I write because you told me to.

I am going to fill this notebook with piss-poor poems like I miss my daughter,
somebody said love, and I believed them,
telephone rings scare me.
And memories of you looking at me
like I could eat a tiger in the morning
and still breathe during the day.”

These poems are not about the revolutions and uprisings Mai’a Williams witnessed and participated in. They are in response to living them out. They are a record of how intimate a firefight can be. How hope can be more violent than a bomb. They are late night rituals, one of the few constants in a life that has been filled with tear gas and water cannons, knife fights and heartbreaks, babies still wet from birth and martyrs streaked with dried blood, marches and molotov cocktails and my daughter in the living room drawing pictures of unicorns and marching in circles, wearing fairy wings and yelling ‘horreya!’, ‘freedom!’ to an imaginary crowd.

Mai’a Williams has worked as a writer and human rights worker in Mexico, Egypt, Palestine, and east Africa and Ecuador.


When you wake up you wonder if today is the day that the world explodes.
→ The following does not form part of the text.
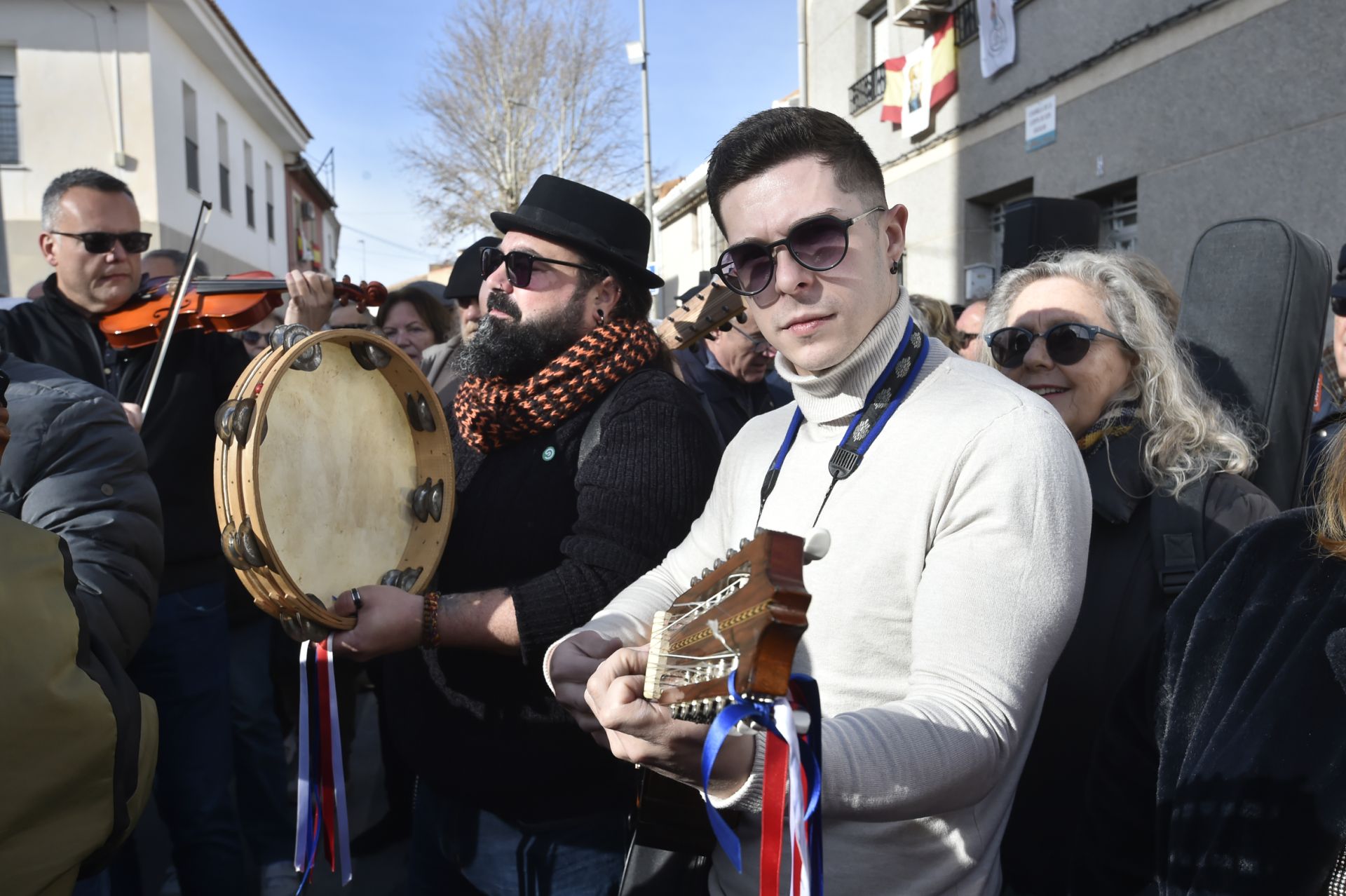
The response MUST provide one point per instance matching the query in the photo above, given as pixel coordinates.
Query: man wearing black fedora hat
(465, 285)
(580, 462)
All your anxiety floats to the skin and you hope that instead this is just another day of jitters and paranoia. See, you know the worst can happen. It has happened and continues happening. You know what hell is – earth. And heaven is for the dead. You know that jesus was right. His dictums were how to live now. Not for an afterlife. Even dogs go to heaven. But you. You insist on living. You hope. Even though you long learned that hope is futile. And yet you don’t give up. There are lives to be lived. There are people worth loving. There are surprises worth opening. Your daughter’s fifth birthday. You want to see if your friends find love. If young artists find their voice. If the sun warms this ground. You push past the pain and you give as good as you get.

Sometimes even better.”

Margaret Elysia Garcia said, “I got to see early drafts of both of these as Mai’a was figuring out edits.  Mai’a was living in Egypt at the time of the Uprising in 2010. Her chapbook No God But Ghosts records this time in a fresh and devastating way.  In Monsters and other Silent Creatures based on her impressions after viewing the Wikileaks video ‘Collateral Murder’. She questions who the monsters in this world are and what becomes of them when they are no longer in the sanctioned role of monster.

What grabs you in Mai’a’s poetry is the immediacy and the raw emotion; what lingers with you is rhythm and the space between the lines and thoughts. She is succinct and her language is rich. Enjoy.”